Lili Dujourie Flemish, b. 1941

The work of Lili Dujourie provokes an astutely intellectual yet poetic engagement with the world around us through various mediums, from painting and sculpture, to photography, collage, video and installation. Described as an ‘Old Master in Postmodern Garb’, Dujourie operates at the intersection of minimalism and conceptualism, consistently and systematically challenging the subject position of the viewer through clever experimentation with material and form. After making her debut with sculptures made of natural materials in the late 1960s and early 70s, Dujourie’s practice shifted into photography and the experimental realm of video art in the 1980s. With these new media, she embraced not only painterly and sculptural considerations but also the gender and identity-related issues of the time. The duality of movement and standstill inherent to film – as well as other juxtapositions – fed her later three-dimensional work.
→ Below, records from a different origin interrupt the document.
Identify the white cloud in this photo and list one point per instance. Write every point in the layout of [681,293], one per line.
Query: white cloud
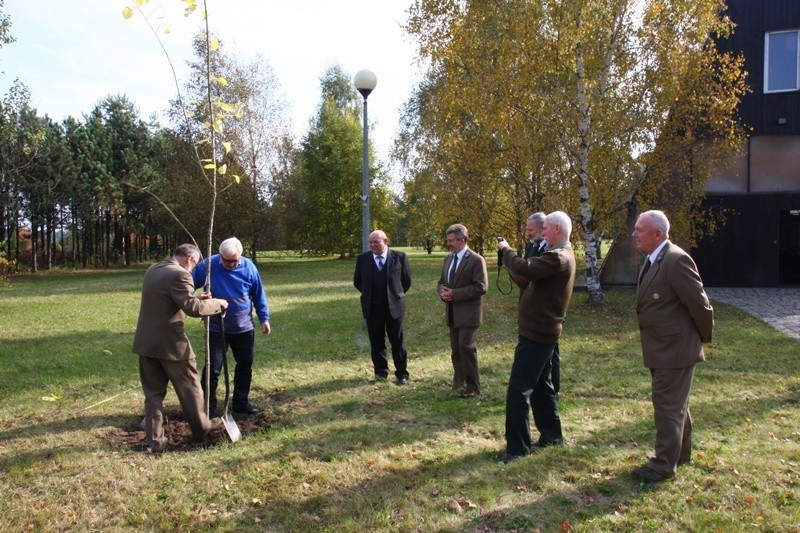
[73,54]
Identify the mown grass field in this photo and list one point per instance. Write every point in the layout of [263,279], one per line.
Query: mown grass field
[346,454]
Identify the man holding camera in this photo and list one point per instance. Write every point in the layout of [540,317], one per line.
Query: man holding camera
[549,279]
[462,286]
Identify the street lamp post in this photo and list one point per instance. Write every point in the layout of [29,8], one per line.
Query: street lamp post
[365,81]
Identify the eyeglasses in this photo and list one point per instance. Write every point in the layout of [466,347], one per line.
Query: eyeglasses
[229,262]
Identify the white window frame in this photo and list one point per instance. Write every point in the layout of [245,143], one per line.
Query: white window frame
[766,62]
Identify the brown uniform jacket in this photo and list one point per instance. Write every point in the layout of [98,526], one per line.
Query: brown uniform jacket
[675,317]
[167,297]
[469,286]
[549,279]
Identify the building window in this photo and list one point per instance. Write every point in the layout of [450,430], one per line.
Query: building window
[782,61]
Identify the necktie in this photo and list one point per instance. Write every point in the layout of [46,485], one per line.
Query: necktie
[453,270]
[644,270]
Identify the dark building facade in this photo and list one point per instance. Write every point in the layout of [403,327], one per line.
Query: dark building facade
[759,246]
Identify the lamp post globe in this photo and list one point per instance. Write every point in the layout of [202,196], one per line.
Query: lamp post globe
[365,81]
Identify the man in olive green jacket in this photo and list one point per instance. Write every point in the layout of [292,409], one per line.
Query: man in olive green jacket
[165,354]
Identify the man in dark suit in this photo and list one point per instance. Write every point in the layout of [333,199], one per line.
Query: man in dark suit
[675,319]
[165,354]
[462,286]
[383,277]
[533,232]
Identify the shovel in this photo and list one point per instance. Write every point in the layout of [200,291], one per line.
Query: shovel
[227,419]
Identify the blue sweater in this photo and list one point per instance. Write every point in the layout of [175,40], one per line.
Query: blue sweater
[241,287]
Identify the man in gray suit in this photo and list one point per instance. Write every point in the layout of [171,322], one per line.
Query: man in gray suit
[675,319]
[165,354]
[462,286]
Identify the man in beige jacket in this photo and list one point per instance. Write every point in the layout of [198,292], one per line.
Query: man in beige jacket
[675,319]
[461,286]
[165,354]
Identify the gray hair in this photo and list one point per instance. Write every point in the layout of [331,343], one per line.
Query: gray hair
[659,220]
[537,219]
[459,230]
[561,219]
[231,245]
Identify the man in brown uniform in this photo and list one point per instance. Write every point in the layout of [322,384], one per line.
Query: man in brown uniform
[675,319]
[165,354]
[541,313]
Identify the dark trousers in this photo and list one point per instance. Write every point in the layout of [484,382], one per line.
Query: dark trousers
[380,324]
[241,344]
[531,387]
[670,395]
[464,356]
[555,372]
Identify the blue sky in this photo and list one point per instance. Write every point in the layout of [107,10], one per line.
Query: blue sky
[73,54]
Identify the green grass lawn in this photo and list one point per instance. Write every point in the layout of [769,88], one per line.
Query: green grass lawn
[346,454]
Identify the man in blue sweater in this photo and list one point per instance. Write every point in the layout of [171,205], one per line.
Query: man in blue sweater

By transforming the physically and culturally determined properties of certain materials – such as velvet, marble, plaster, iron, lead and clay – the artist created sculptural forms that prompted deeper epistemological engagement. Indeed, all of Dujourie’s work questions the ‘truth’ value attributed to observation, suggesting instead that reality involves both acts of revealing and concealing, not only that which we can see but also that which is hidden from us.

 

Dujoure’s work features in numerous collections worldwide and has been the subject of important solo exhibitions, including ‘Folds in Time,’ held concurrently at S.M.A.K., Ghent, Belgium and Kunstmuseum aan Zee, Ostend, Belgium (2015); ‘La naturaleza es sabi,’ Abadía Benedictina de Santo Domingo de Silos, Burgos, Spain (2011); ‘Le Creux de L’enfer,’ Centre Centre d'Art Contemporain, Thiers, France (2008); ‘Jeux de Dames, Bozar,’ Brussels, Belgium (2005); and ‘Videos 1972-1981,’ Centro Andaluz de Arte Contemporaneo, Sevilla, Spain (2004), amongst others. Her work was recently featured in the group exhibition ‘The House of the Sleeping Beauties’ at Sotheby’s S|2 Gallery in London, with participation in other notable group exhibitions including ‘Sanguine. Luc Tuymans on Baroque,’Fondazione Prada, Milan, Italy; ‘Feminist Avant-Garde of the 1970s,’ Zentrum für Kunst und Medien, Karlsruhe, Germany; ‘Virginia Woolf – An Exhibition Inspired By Her Writings,’ Tate St. Ives, Cornwall, UK; ‘Superposition: Equilibrium and Engagement,’ 21st Biennale of Sydney, Art Gallery NSW, Australia (all 2018); as well ‘WACK!: Art and the Feminist Revolution’ at MOCA, Los Angeles, CA, USA (2007), the first institutional exhibition to comprehensively examine the influence of feminism in contemporary art.